发布时间:2017-02-25 22:49 作者:admin 次数:
By Catherine Armitage

 
"What's your passion?" a stranger asked Inna Braverman at a pool party.
To his astonishment, her passion was not just obscure, he shared it. "Wave energy," she said.
It turned out they'd both been noodling about in the scientific literature for clues on how to catch the power of ocean waves for electricity in an eco-friendly and inexpensive way. Except she'd given up, because "I was not an engineer and I didn't have the money and I didn't have the contacts", Ms Braverman said.
 
But that poolside conversation with David Leb, a businessman with multinational interests, solved two out of three problems.
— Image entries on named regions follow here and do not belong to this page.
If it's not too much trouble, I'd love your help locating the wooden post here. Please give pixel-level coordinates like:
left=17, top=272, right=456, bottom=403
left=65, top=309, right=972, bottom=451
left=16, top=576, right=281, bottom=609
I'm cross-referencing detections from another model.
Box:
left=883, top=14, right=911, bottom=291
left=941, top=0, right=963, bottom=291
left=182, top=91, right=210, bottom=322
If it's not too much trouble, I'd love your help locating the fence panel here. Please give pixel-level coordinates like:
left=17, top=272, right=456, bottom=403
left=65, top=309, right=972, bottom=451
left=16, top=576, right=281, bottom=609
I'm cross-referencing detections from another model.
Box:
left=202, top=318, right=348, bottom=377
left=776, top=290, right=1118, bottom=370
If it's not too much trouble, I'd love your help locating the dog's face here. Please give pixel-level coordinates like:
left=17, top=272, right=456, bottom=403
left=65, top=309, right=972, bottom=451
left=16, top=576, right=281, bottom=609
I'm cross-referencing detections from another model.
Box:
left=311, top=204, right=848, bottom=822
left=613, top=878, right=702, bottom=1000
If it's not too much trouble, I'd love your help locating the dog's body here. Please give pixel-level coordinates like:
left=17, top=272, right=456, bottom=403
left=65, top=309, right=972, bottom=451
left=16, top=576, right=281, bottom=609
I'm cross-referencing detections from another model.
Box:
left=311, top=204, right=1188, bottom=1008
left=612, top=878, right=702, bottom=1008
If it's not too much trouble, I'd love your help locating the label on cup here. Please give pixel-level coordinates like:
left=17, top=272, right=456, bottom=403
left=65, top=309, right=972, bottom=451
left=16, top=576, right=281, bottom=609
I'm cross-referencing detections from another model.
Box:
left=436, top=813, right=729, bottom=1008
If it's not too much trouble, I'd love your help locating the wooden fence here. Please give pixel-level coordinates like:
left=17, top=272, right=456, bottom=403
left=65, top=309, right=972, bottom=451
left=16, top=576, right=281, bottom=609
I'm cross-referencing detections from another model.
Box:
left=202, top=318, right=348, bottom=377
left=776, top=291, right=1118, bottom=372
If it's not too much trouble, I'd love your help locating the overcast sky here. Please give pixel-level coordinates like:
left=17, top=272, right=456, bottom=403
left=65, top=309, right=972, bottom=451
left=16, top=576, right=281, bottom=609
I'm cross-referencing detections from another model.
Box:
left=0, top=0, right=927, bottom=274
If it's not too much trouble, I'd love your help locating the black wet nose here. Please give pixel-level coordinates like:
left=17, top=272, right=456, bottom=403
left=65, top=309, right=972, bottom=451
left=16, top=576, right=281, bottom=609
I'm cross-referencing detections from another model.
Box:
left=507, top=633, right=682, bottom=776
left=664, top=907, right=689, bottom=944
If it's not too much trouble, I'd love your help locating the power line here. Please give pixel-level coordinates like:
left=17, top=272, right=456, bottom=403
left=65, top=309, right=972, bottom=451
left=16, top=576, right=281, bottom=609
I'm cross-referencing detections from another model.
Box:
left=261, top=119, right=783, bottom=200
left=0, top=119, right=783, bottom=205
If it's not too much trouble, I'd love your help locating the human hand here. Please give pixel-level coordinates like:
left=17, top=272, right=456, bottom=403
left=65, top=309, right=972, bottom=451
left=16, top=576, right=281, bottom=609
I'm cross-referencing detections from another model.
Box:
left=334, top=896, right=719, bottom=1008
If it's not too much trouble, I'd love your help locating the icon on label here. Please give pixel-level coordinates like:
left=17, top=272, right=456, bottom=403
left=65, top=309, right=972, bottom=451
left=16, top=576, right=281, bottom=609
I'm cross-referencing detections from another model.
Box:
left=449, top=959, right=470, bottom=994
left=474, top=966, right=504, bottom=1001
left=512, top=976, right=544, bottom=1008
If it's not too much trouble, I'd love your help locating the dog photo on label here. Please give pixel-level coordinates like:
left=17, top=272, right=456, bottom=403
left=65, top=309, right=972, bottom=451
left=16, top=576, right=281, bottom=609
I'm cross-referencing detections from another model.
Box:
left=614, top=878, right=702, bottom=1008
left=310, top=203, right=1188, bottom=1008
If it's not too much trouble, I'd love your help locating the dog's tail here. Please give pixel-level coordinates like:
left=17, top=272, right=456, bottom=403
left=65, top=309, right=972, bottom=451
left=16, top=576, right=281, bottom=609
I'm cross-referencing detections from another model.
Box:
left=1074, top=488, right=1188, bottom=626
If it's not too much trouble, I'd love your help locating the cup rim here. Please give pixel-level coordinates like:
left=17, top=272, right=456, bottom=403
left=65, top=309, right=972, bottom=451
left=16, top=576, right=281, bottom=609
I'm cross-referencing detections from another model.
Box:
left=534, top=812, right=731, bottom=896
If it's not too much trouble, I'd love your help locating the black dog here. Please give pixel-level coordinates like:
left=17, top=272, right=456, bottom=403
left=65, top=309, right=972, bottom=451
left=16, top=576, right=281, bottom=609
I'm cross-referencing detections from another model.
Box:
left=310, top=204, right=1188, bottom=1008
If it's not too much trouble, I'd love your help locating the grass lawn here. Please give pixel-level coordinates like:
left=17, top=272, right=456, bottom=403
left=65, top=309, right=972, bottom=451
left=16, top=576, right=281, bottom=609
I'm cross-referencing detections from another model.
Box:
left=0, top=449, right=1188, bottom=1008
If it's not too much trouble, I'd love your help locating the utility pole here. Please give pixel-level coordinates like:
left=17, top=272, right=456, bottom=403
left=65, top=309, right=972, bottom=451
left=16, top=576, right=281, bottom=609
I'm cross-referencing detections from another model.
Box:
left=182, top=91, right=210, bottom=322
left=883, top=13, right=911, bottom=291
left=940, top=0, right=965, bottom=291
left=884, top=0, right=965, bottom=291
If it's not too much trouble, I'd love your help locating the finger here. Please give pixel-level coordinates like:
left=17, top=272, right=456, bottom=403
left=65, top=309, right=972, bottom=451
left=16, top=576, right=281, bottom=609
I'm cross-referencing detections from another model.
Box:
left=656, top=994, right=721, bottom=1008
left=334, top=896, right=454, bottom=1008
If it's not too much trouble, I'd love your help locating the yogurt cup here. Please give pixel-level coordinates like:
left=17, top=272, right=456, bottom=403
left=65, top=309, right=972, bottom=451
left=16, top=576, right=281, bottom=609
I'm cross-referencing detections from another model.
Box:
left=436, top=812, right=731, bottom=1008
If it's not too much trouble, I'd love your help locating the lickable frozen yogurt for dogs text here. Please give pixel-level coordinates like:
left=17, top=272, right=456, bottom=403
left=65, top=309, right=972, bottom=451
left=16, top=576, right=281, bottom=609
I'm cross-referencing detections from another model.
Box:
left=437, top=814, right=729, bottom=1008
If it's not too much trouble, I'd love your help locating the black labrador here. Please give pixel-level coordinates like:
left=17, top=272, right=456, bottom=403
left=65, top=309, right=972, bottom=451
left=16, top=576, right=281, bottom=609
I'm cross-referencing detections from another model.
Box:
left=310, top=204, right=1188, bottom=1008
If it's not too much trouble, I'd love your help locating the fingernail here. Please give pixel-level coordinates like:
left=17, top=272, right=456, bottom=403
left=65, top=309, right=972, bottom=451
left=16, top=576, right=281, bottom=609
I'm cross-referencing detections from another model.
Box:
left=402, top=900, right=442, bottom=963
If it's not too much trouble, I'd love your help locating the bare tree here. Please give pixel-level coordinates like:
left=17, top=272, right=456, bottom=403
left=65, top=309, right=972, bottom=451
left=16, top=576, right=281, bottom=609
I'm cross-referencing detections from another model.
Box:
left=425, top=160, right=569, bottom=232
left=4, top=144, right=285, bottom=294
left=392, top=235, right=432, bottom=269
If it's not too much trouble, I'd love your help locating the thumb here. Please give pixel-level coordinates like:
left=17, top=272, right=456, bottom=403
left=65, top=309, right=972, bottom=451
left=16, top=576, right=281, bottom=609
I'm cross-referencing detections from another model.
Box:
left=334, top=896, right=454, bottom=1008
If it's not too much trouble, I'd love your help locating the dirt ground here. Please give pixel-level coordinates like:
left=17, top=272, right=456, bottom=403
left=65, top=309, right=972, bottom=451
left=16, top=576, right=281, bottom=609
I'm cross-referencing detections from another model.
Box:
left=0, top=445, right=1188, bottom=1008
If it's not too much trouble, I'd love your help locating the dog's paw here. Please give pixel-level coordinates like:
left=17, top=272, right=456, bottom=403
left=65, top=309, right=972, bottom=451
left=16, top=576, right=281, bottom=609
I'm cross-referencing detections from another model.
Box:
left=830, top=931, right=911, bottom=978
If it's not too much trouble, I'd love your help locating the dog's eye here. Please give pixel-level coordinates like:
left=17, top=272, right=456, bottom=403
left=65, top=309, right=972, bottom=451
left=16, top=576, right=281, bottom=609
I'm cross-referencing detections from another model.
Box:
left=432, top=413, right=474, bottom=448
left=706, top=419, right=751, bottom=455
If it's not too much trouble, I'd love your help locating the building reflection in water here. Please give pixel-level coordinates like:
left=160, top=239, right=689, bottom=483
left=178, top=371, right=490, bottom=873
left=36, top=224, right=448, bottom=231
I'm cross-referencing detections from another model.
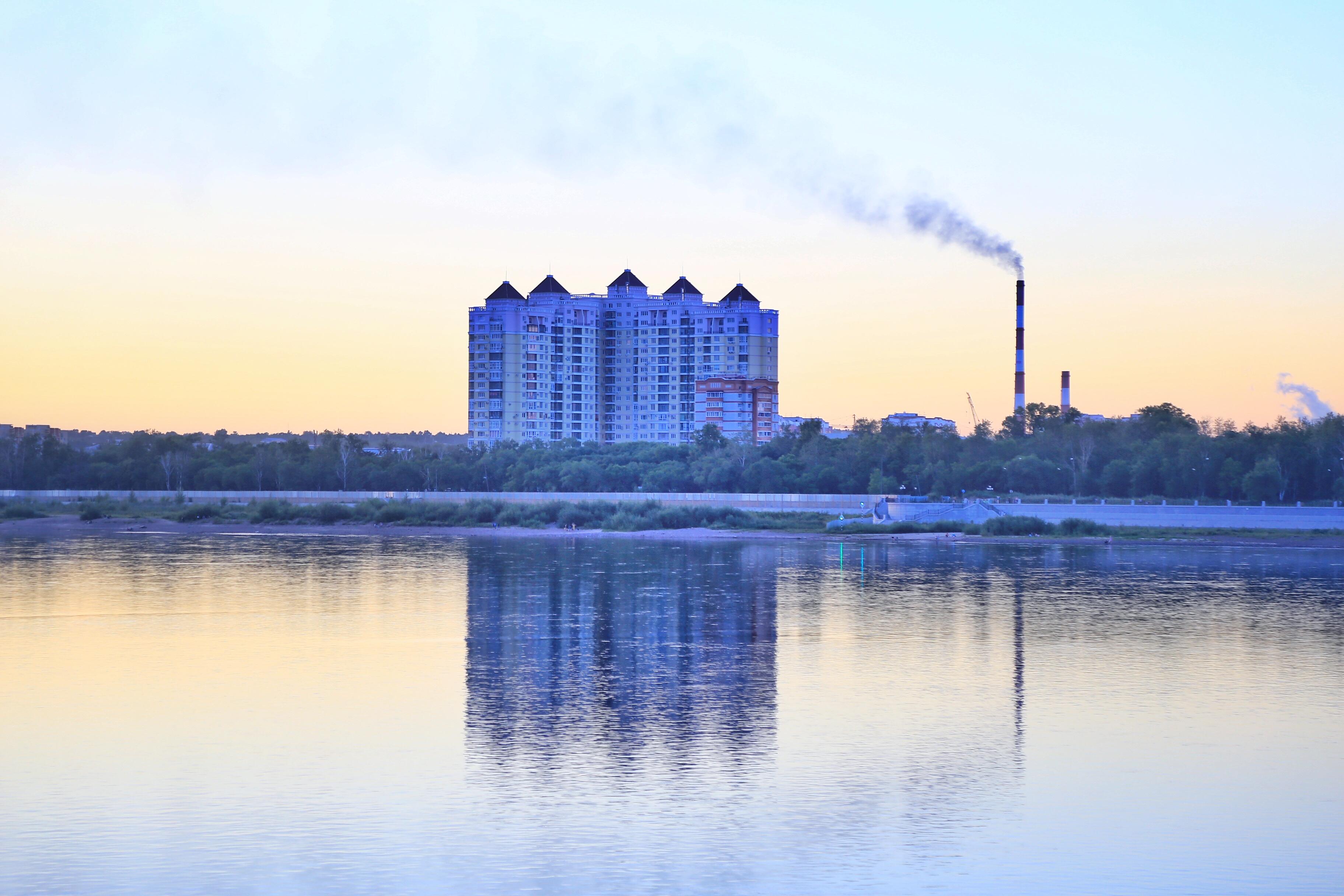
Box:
left=466, top=540, right=777, bottom=767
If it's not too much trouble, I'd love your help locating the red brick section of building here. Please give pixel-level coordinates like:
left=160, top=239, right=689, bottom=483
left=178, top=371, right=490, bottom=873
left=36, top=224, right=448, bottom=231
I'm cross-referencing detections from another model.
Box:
left=695, top=376, right=780, bottom=445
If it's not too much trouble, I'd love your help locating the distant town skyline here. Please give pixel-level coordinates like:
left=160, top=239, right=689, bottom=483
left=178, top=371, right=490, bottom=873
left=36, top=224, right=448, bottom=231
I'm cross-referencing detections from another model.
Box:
left=0, top=3, right=1344, bottom=433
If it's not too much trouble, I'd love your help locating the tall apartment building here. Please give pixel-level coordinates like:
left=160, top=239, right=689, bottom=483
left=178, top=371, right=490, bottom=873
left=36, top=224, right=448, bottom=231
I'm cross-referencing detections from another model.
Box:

In partnership and with hired engineers they came up with a technology that converts wave power to electricity with floaters attached to onshore structures such as breakwaters or jetties. It's taking off for their Israeli company Eco Wave Power, with projects in Gibraltar, Mexico, Chile and China.
 

Inna Braverman wants to harness the waves and is doing so at Eco Wave Power plant in Gibraltar.CREDIT:WOLTER PEETERS
Ms Braverman is hoping Australia will be next. If so, our coastline could soon be transformed by wave converters hanging off breakwaters, jetties, wharves and piers, alongside the rods and legs of hopeful fishermen."

Australia is definitely an amazing market for wave energy. We have been looking at it for quite a long time. You have great waves for that", said Ms Braverman, who was in Sydney with the largest-ever delegation of Israeli companies accompanying Benjamin Netanyahu on the first visit to Australia by an incumbent Israeli prime minister.

Ms Braverman was born in Ukraine in the fallout zone within two weeks of the Chernobyl nuclear disaster. As a baby she nearly died of a seizure due to chronic respiratory illness caused by the meltdown; she was saved by mouth to mouth resuscitation from her mother. To her, that makes the quest for safe, renewable energy "personal". "All my life kind of accidentally led me to this field," she said.

In 2012 a CSIRO report predicted that by 2050, wave energy could contribute up to 11 per cent of Australia's electricity, enough to power a city the size of Melbourne. Strong winds from the Southern Ocean generate a "large consistent swell" and "ideal conditions for wave energy production". Australia is "fortunate enough to have much of the world's best resource along its southern coastlines", the CSIRO said.